Current endpoint: https://epaifhub1921084884.openai.azure.com/


### Azure OpenAI client

In [99]:
client = AzureOpenAI(
  azure_endpoint = os.getenv("AZURE_OPENAI_ENDPOINT"), 
  api_key=os.getenv("AZURE_OPENAI_KEY"),  
  api_version="2024-05-01-preview" #"2024-08-01-preview"
)

### Prompt template

In [94]:
question = "What quarterly period does this form cover?"

In [95]:
document_prompt = f"""
Given the markdown-formatted content extracted, answer the following question using only the information contained in the content.
---

Answer concisely and factually. If the information is not present, reply: "Not specified in the document."
---

Markdown Content:
{result.content}
---

Question:
{question}
"""

### Chat

In [100]:
document_response = client.chat.completions.create(
    messages=[
        {
            "role": "system",
            "content": "You are a document understanding assistant.",
        },
        {
            "role": "user", 
            "content": document_prompt,
        },
    ],
    model="gpt-4o", 
    temperature=0.0, # for stable results
)

print(document_response.choices[0].message.content)

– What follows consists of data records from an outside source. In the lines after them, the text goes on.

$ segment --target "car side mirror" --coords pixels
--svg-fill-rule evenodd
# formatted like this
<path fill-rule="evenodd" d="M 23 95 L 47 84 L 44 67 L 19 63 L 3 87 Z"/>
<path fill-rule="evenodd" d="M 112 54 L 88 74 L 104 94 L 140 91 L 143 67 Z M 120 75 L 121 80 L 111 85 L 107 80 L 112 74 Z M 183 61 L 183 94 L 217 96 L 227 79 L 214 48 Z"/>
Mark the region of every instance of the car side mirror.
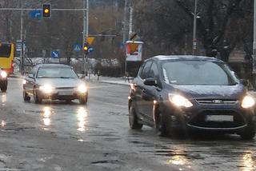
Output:
<path fill-rule="evenodd" d="M 30 78 L 34 78 L 33 74 L 28 74 L 27 77 Z"/>
<path fill-rule="evenodd" d="M 155 79 L 154 79 L 153 78 L 146 78 L 144 81 L 144 84 L 146 86 L 157 86 L 158 85 L 157 81 Z"/>
<path fill-rule="evenodd" d="M 248 81 L 246 80 L 246 79 L 242 79 L 242 80 L 240 80 L 240 83 L 242 84 L 242 85 L 245 86 L 248 86 L 248 85 L 249 85 Z"/>
<path fill-rule="evenodd" d="M 80 79 L 84 79 L 86 78 L 85 74 L 78 74 Z"/>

The quarterly period covered by this form is the period ended March 31, 2020.


### Questions generation

In [97]:
questions_prompt = f"""
Given the following markdown-formatted content, generate a list of 5 relevant questions that can be used to verify the correct processing and comprehension of the document by an automated pipeline.

The questions could cover:
- Document metadata and structure
- Company information
- Securities details
- Compliance and filing status
- Shares outstanding

Make sure the questions are clear, factual, and refer only to the information available in the text.

---

Markdown Content:
{result.content}

---

Now, list the questions based on the markdown content above.
"""

In [98]:
questions_response = client.chat.completions.create(
    messages=[
        {
            "role": "system",
            "content": "You are a document understanding assistant.",
        },
        {
            "role": "user", 
            "content": questions_prompt,
        },
    ],
    model="gpt-4o", 
    temperature=0.0, # for stable results
)

print(questions_response.choices[0].message.content)

Here are five relevant questions based on the provided markdown content:

1. **Document Metadata and Structure**  
   - What is the form type of the document, and for which quarterly period is the report filed?

2. **Company Information**  
   - What is the name of the company, its state of incorporation, and its principal address as listed in the document?

3. **Securities Details**  
   - What securities are registered pursuant to Section 12(b) of the Securities Exchange Act, and what is the trading symbol and exchange for these securities?

4. **Compliance and Filing Status**  
   - Has the registrant filed all reports required by Section 13 or 15(d) of the Securities Exchange Act during the preceding 12 months, and is the registrant classified as a large accelerated filer?

5. **Shares Outstanding**  
   - As of April 24, 2020, how many shares of common stock, with a par value of $0.00000625 per share, were outstanding?